3) Pants are by nature difficult to fit because there are so many measurements, and manufacturers can’t really fit a style closely to any individual body, therefore if I want to wear pants I should enlist the professional help of a good tailor.
4) If I sewed my own pants, I could eliminate some of these variables, but then I would still have to learn about all these different measurements and variables, myself, and I really don’t know where to start.
5) Then I discovered some pants I’d once made, some time ago, and decided that actually, my shape isn’t so difficult to fit after all (since once, at least, I’d been able to simply followed a straight commercial pattern, and end up with pants) and the real problem must be that the fit of pants is the first thing to change when one’s weight fluctuates, as mine (like so many other women’s) so often does. After all, these pants look fine, right now, but since there’s no waistband (just a side zip and waist facings, front and back) if I lose 5 pounds, they become too loose and ride down on the hips, becoming saggy in the crotch, and if I gain 5 pounds, the belly looks bad and…other unflattering things.
There’s quite likely some truth in all these ideas. I don’t really know how to fit pants, and most retailer’s pant’s aren’t a great fit on my body, and there are a lot of variables in measurements that improve a fit on a pair of pants, and I probably am really in over my head, on this one. But the fact that I once made this one pair of pants that’s not entirely awful indicates that maybe, just maybe I could try it again, and puzzle this thing out bit by bit.
I think I’m ready to try. My next pair, I’ll add some belt loops, so at least they might have some longevity and span at least a little bit of body-size fluctuation variation. Pockets would be a nice addition, as well. And a fabric heavier than suiting would be better, these are pretty lightweight, in my opinion.
But I’m still not quite sure where to start. Even if I made the same pattern over again, should I make some fit adjustments? Those are from Butterick 6833, here:
The style seems to fit my preferred shape for pant acceptability, so close that I wonder if I was wearing my home-sewn green pants when I drew that picture…BUT: Fit for Real People warns me that wrinkles point to fit problems. I look at the picture of the model on the pattern, and I see wrinkles, pointing to her crotch as well as over her right hip, where her leg extends farther. Do these pants even fit her?
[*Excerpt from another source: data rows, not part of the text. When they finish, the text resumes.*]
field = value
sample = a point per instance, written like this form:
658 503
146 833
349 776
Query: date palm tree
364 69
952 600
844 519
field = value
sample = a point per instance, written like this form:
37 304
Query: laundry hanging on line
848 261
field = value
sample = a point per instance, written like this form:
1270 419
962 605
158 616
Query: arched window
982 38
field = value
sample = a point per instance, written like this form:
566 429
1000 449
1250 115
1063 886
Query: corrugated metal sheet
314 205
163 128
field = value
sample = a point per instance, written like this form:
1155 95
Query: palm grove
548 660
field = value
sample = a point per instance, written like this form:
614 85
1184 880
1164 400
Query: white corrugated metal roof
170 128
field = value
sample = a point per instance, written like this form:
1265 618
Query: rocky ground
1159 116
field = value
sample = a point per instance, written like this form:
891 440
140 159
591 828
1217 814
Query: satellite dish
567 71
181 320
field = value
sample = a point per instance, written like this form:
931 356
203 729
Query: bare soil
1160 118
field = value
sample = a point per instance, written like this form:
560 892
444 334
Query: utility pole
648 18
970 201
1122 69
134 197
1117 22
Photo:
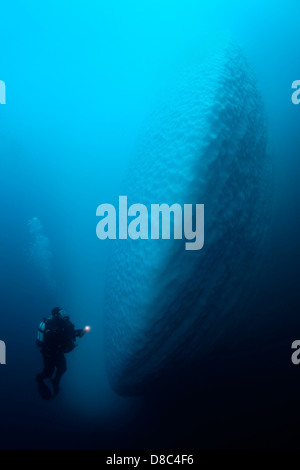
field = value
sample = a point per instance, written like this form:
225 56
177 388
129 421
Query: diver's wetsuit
60 339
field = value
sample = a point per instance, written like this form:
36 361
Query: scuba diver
56 337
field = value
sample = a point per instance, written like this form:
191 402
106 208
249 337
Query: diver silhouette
56 337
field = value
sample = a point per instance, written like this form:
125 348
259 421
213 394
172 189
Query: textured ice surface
205 143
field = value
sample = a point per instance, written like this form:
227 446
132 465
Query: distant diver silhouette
56 337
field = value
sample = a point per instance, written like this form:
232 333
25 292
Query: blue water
81 78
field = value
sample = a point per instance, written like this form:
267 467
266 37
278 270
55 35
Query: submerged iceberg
205 143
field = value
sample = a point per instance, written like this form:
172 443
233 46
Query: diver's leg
45 374
61 367
49 366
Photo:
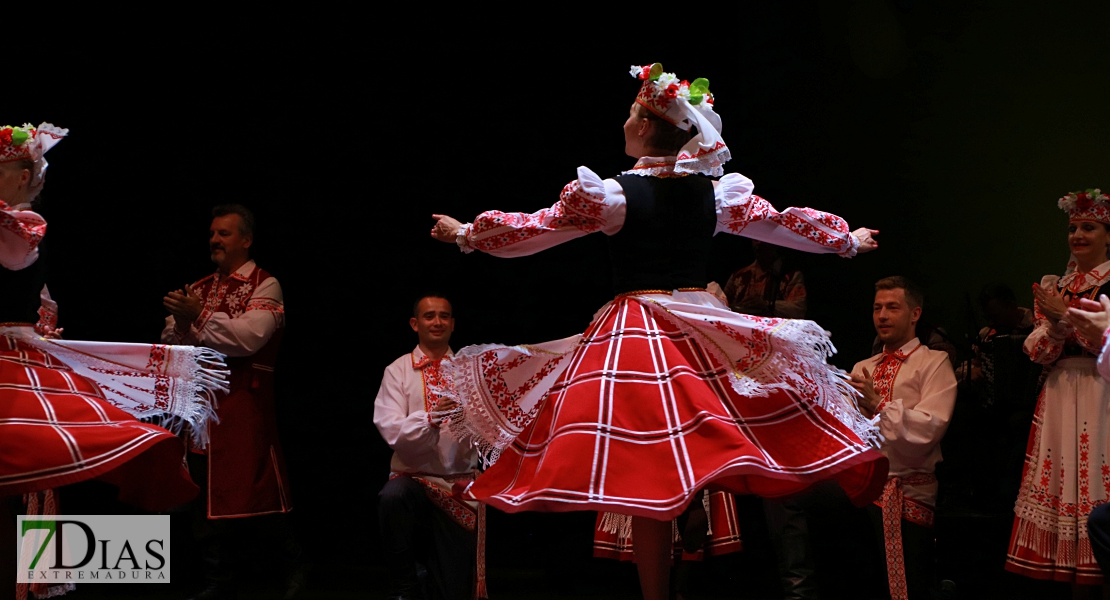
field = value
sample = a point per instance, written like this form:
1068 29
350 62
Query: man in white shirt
421 521
239 312
911 390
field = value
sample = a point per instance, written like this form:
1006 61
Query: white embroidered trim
198 374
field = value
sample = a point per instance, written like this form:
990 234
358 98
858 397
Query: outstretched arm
585 205
739 212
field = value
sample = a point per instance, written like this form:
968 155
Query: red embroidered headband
1089 205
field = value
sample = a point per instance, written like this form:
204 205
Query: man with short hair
420 518
912 390
239 312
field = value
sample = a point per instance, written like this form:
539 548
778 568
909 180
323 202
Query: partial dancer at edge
667 392
69 409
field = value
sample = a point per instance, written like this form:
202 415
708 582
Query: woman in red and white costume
1067 471
68 409
667 392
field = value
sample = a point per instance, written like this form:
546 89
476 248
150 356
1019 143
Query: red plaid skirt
644 416
56 429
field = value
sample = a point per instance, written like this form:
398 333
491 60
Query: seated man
420 518
912 390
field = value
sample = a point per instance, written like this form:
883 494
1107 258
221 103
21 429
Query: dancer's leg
653 542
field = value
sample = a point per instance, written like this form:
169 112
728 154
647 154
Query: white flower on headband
1068 202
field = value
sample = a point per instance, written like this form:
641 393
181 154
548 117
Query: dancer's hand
1049 303
867 243
445 229
865 385
185 307
1091 318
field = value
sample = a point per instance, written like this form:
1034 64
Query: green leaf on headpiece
700 87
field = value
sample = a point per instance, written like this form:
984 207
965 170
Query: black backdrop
952 130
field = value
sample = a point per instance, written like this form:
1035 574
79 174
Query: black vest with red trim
665 241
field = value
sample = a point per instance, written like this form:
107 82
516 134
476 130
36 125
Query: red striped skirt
56 428
663 396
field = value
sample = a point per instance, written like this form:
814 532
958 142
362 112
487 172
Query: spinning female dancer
667 392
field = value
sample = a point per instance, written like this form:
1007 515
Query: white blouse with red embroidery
401 415
922 398
20 234
589 204
1047 341
236 335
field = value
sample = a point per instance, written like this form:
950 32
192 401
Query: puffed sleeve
912 433
739 212
410 434
1046 343
586 205
236 336
20 234
1105 356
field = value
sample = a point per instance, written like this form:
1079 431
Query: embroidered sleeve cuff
1060 331
461 239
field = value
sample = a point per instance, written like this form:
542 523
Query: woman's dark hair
664 134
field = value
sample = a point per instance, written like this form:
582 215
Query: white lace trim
710 163
476 420
797 347
197 375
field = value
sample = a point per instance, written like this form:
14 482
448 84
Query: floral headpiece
1089 205
685 104
28 142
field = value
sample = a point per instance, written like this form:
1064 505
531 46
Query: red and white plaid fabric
664 396
56 428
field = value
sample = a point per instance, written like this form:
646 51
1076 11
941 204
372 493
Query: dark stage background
952 130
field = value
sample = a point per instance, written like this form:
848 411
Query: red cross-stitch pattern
575 209
824 229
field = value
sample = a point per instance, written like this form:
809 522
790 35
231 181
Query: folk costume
69 408
917 390
1067 464
420 517
243 317
666 376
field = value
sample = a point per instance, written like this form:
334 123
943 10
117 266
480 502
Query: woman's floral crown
1088 205
661 90
13 142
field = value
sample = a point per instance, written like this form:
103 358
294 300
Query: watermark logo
93 548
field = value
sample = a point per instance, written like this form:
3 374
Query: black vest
19 291
665 241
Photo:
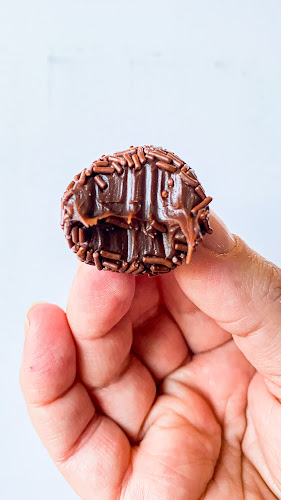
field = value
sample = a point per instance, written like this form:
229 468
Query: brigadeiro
139 211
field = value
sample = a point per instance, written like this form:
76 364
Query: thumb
241 291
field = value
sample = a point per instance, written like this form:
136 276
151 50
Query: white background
83 78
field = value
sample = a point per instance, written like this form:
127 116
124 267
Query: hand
164 388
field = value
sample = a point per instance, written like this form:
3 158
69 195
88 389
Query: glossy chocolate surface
139 211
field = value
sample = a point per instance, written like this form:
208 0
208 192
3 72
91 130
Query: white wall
82 78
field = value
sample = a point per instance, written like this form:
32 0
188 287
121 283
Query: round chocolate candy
139 211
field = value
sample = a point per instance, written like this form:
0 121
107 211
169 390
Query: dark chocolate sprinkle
145 221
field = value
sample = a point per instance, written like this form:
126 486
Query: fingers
97 301
201 332
160 345
241 291
262 440
96 304
90 450
97 314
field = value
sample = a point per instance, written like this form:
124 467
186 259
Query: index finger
241 291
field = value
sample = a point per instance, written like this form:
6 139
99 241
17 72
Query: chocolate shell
139 211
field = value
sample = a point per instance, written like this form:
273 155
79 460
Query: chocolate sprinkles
125 213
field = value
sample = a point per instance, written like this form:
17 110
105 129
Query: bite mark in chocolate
138 211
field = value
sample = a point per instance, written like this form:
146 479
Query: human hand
164 388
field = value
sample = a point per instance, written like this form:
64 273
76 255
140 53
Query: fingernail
221 241
27 321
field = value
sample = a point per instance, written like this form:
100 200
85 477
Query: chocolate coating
138 211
How do I know? What does a pair of right-fitting pants even look like?
And most importantly: Do mine fit me? Pants wrinkle all the time, with every step. Which posture is the one that’s supposed to reveal the true fit? Which wrinkles are meaningful, and which ones are inevitable, as fabric flows around a three-dimensional form moving through space? And is there a formula?
One way or another, I’m going to figure out pants.